Perhaps the most famous and most photographed black sand beach in Iceland, Reynisfjara Beach is known for its sea stack basaltic columns that extend to the ocean’s edge. This site is listed among the top ten of the most beautiful non-tropical beaches in the world. Powerful sneaker waves, responsible for a number of drownings, can appear here when least expected since there is no significant land mass between Antarctica and the shores of Reynisfjara.
A relatively larger cloudy quartz grain, small clear quartz grains, red grains that may be jasper, and black grains with evidence of phenocryst inclusions that formed during volcanic eruption make up this example.
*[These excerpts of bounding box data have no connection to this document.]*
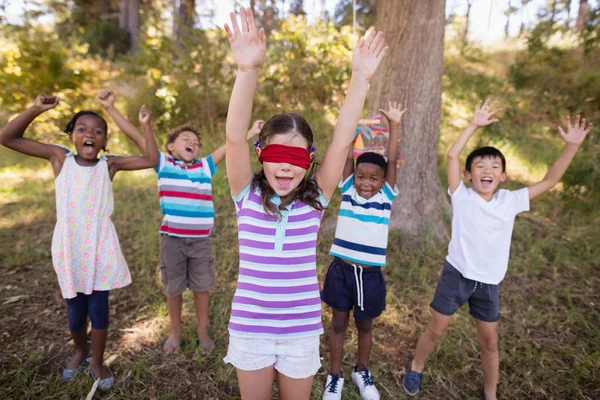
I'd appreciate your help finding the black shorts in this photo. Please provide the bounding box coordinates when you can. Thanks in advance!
[430,261,500,322]
[321,257,386,321]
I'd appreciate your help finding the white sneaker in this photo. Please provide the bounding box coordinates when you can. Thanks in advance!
[352,370,379,400]
[323,374,344,400]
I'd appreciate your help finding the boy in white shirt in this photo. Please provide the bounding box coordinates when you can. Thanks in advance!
[403,100,592,400]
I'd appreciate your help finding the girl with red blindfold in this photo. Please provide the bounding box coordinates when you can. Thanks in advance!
[225,8,387,399]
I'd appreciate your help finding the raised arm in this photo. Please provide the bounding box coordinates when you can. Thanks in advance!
[97,89,146,154]
[211,119,265,165]
[315,31,388,199]
[108,105,158,179]
[527,115,592,199]
[225,8,267,196]
[379,101,406,187]
[342,146,354,181]
[446,99,502,193]
[0,94,67,176]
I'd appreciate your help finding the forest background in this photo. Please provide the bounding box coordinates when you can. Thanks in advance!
[0,0,600,399]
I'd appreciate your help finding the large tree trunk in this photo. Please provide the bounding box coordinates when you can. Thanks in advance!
[127,0,140,54]
[575,0,590,32]
[368,0,449,242]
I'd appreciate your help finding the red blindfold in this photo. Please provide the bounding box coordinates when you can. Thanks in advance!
[258,144,310,169]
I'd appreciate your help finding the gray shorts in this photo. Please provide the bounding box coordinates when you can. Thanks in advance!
[160,234,215,297]
[430,261,500,322]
This sand has sharp angles indicating the sand grains have not yet been worn smooth by wave action.
Dark gray and black sand grains, some with phenocryst inclusions, are present in this sand sample along with clear and smoky quartz and occasional reddish sand grains that are likely jasper.
Despite the beach is known for relentless strong wave action, the sand grains all have sharp edges signifying this sand is relatively young geologically. Aside from mostly dark gray and black grains, occasional clear and smoky quartz grains are present in this sample.